What do you think the sex(es) of the twins will be?

Monday, January 2, 2012

New Year

The last few days I've been reflecting on what a crazy year 2011 was. It turned out to be one of the worst and best years of my life.

Here are some of the highs and lows (written while listening to "Happy New Year" by Camera Oscura):

* I won a $10,000 dollar award for my novel-in-stories. By far the biggest check and biggest honor I've ever received. I got to start working part-time instead of full-time, return to the Millay Colony, and join the Writers' Room of Boston. Dan predicted that 2011 would be "The Year of the Lisa."
* I turned 32.
* I decided to switch doctors and went through my third in vitro cycle at Brigham & Women's. It ended in miscarriage while I was at the Millay Colony. One of the lowest points in my life.
* After trying to start an infertility group at church, having no one express interest and feeling alone, I decided to join a weekly infertility group led by a therapist.
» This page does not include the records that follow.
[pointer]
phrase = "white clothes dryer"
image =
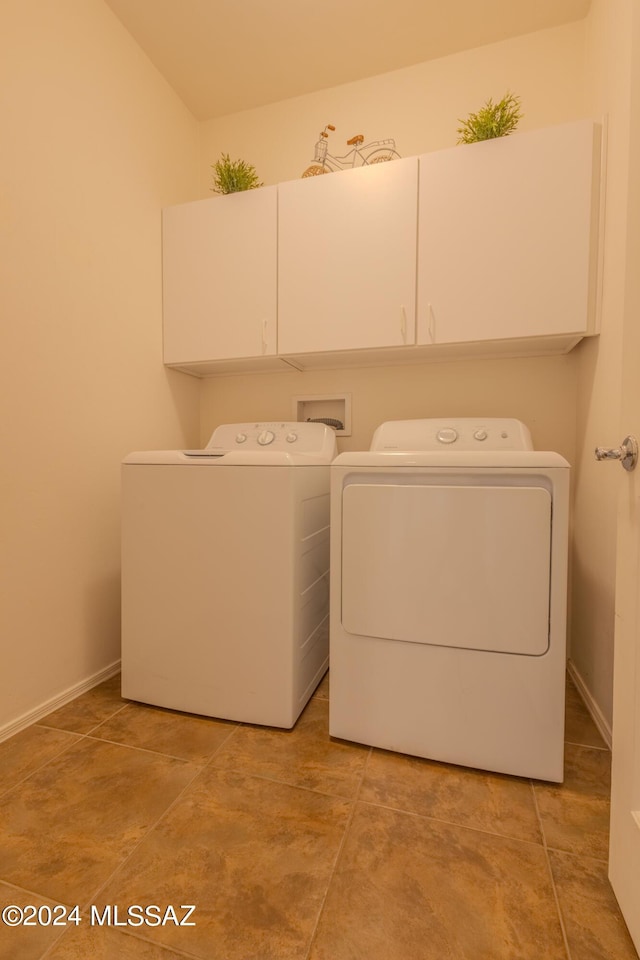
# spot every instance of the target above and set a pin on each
(449, 547)
(225, 572)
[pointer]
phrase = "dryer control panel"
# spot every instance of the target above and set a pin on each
(462, 433)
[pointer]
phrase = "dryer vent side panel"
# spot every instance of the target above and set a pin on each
(456, 566)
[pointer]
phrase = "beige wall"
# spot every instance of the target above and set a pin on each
(94, 143)
(599, 370)
(418, 106)
(539, 391)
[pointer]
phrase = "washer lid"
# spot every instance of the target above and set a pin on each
(250, 444)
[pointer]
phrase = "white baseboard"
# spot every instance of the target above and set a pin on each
(591, 705)
(32, 716)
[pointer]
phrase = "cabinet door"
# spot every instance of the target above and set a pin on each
(347, 259)
(507, 236)
(219, 277)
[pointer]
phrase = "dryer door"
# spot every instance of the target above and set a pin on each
(454, 565)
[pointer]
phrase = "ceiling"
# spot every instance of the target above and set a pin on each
(222, 56)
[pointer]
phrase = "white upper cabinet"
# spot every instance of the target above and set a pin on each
(507, 237)
(347, 259)
(219, 277)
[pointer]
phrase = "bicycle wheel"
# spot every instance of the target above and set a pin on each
(381, 156)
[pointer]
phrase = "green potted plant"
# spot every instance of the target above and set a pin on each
(492, 120)
(231, 176)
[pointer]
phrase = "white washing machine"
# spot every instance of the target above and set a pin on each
(448, 595)
(225, 572)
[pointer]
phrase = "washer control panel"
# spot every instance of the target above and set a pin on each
(461, 433)
(315, 439)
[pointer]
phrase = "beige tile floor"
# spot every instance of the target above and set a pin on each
(293, 846)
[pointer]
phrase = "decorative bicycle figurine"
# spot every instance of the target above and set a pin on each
(362, 154)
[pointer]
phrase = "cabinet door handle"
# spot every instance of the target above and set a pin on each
(431, 324)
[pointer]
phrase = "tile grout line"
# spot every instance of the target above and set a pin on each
(96, 893)
(338, 856)
(550, 871)
(452, 823)
(45, 763)
(199, 770)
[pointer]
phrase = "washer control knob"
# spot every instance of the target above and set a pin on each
(447, 435)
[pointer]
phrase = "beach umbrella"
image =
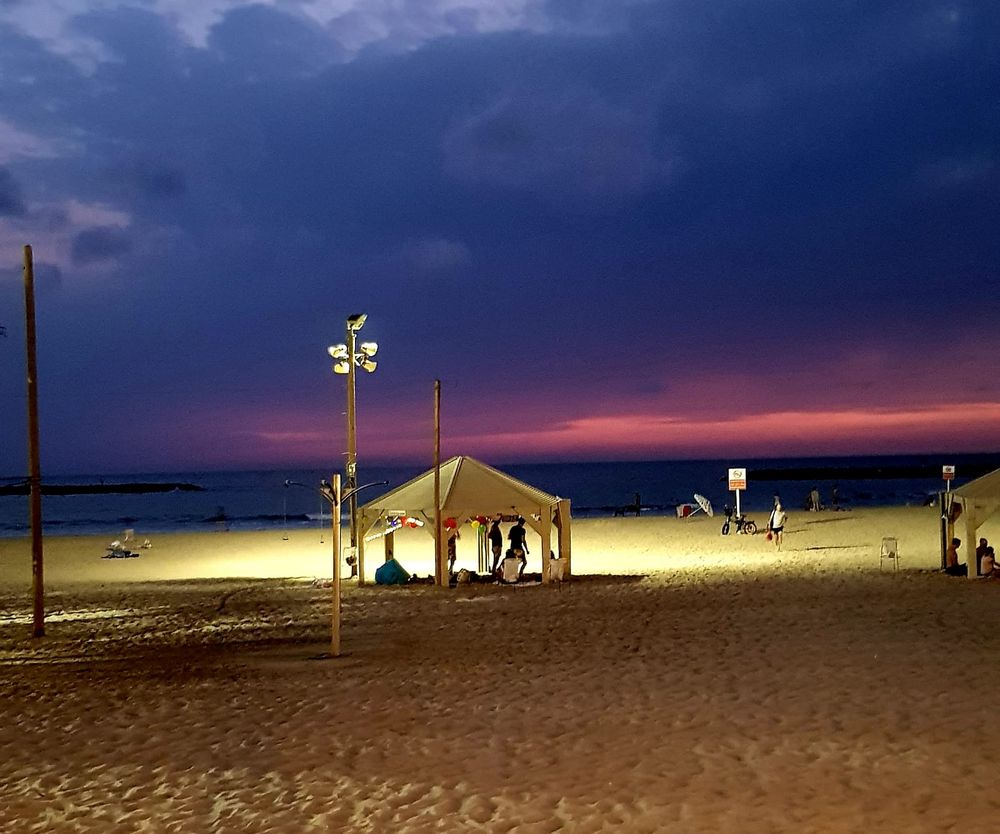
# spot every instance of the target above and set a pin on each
(703, 504)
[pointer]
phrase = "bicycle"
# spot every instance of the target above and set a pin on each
(744, 525)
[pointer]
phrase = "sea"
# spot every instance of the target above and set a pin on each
(289, 499)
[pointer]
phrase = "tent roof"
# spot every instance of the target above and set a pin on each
(467, 485)
(986, 488)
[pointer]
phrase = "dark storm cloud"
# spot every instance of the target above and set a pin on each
(99, 244)
(712, 184)
(11, 202)
(260, 42)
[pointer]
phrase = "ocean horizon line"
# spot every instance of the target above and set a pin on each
(928, 458)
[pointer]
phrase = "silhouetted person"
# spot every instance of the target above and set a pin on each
(518, 545)
(495, 536)
(952, 567)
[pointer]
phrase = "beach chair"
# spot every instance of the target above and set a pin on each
(889, 552)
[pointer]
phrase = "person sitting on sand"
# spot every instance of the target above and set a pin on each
(952, 567)
(776, 524)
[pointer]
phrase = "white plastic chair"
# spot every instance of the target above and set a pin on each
(889, 552)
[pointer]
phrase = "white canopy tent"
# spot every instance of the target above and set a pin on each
(979, 500)
(470, 488)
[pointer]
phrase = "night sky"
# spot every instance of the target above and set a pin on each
(614, 230)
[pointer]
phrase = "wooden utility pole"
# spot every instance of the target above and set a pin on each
(34, 465)
(440, 573)
(335, 522)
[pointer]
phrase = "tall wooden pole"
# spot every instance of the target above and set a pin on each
(335, 522)
(34, 464)
(351, 471)
(440, 576)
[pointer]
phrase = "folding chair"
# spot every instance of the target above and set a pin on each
(889, 552)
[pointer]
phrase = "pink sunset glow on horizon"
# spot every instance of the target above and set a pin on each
(273, 437)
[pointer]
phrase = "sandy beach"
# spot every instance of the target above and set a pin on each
(683, 681)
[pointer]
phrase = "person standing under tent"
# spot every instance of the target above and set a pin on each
(453, 536)
(776, 524)
(495, 536)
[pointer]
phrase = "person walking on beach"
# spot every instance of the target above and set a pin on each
(453, 536)
(952, 567)
(518, 545)
(495, 536)
(776, 524)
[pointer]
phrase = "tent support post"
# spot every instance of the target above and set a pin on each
(546, 542)
(971, 528)
(563, 511)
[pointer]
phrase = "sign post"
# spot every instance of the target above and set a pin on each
(737, 481)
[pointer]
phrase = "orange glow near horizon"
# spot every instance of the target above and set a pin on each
(276, 438)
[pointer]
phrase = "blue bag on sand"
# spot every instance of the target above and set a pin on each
(391, 573)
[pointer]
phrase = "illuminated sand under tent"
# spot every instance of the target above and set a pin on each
(979, 499)
(469, 490)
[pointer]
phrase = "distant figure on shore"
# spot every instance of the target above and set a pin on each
(635, 507)
(518, 546)
(980, 552)
(776, 524)
(952, 566)
(989, 565)
(495, 536)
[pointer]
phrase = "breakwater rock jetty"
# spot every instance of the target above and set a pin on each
(101, 489)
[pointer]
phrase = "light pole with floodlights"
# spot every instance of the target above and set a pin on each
(350, 356)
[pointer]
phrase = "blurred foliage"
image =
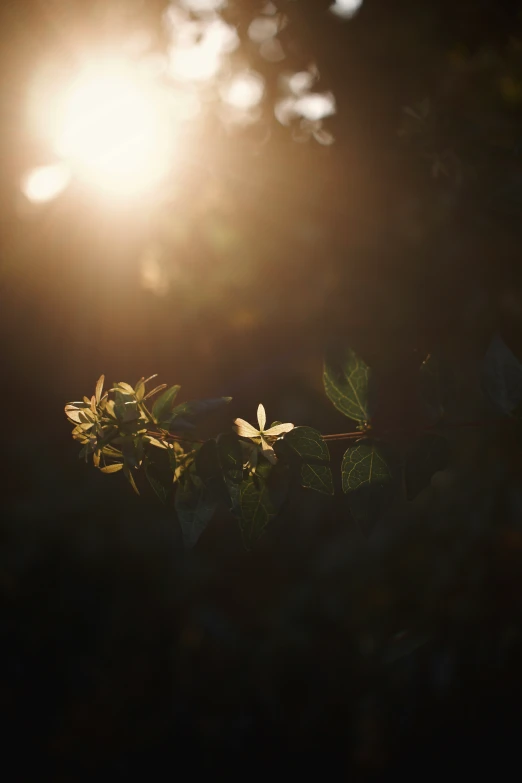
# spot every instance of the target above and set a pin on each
(251, 472)
(123, 654)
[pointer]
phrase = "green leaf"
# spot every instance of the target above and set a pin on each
(346, 382)
(437, 386)
(155, 390)
(318, 477)
(256, 510)
(130, 478)
(194, 508)
(308, 444)
(502, 377)
(162, 408)
(114, 468)
(124, 387)
(430, 454)
(369, 480)
(139, 389)
(159, 476)
(230, 456)
(125, 407)
(99, 387)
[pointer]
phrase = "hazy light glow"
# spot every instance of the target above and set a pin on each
(315, 106)
(46, 183)
(244, 91)
(198, 49)
(262, 28)
(346, 8)
(301, 82)
(203, 6)
(112, 130)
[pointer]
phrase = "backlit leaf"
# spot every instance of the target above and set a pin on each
(230, 456)
(128, 474)
(346, 382)
(256, 510)
(99, 387)
(308, 443)
(140, 389)
(114, 468)
(368, 479)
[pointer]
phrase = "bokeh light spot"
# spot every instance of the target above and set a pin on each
(244, 91)
(112, 130)
(45, 183)
(315, 106)
(345, 8)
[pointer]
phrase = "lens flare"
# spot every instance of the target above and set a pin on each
(45, 183)
(111, 128)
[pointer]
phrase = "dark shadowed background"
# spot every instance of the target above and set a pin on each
(119, 652)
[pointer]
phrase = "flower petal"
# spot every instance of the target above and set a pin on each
(279, 429)
(261, 417)
(268, 451)
(245, 430)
One of the most important things I've done in my family-building struggle. I found myself in a room of smart, funny, compassionate women who understood exactly what I was going through. One of them is now my nurse and is expecting a baby. One of them just had twins. Another one is expecting twins exactly three days after me. I really don't think I would have been able to keep doing fertility treatments without them.
* As I was about to leave for the hospital for my fourth (and only frozen) in vitro cycle, the hospital called to say that the embryos didn't make it. I decided I couldn't put myself through this anymore, physically or emotionally, and decided to take a break from fertility treatments indefinitely.
* I had a story published here.
* For that one story published, I received at least 50 rejections. I stopped counting after awhile.
* After a break, I was finally ready to do my fifth cycle of in vitro. After four previous fails, I didn't feel very hopeful. I went through the motions anyway.
* My father was officially diagnosed with Alzheimer's disease.
* I found out I was pregnant from IVF #5. It felt weird. I was excited, but extremely nervous about something going wrong.
* I found out I was expecting twins! Dan had a panic attack. I was elated. It started to seem more real.
* I started bleeding and worried that this, too, was going to end in failure.
* The bleeding stopped. I went on an epic vacation to Hawaii and Utah with Dan and realized that we will probably never be able to do that again (at least for a very long time).
* I found out we're having a boy and a girl!
* Dan and I agreed quickly on a boy name and have quibbled much over the girl's name. Who knew he would be so opinionated? We decided we will give the honor of naming the girl to whoever can come up with a large enough endowment.

I have two (not so small) hopes for 2012:
* Give birth - in whatever way that happens - to two healthy babies.
* Finish my book.

I also have many hopes for a lot of people I love - that things they have been wanting to happen, will happen and that the not-so-good things that have been happening will stop happening.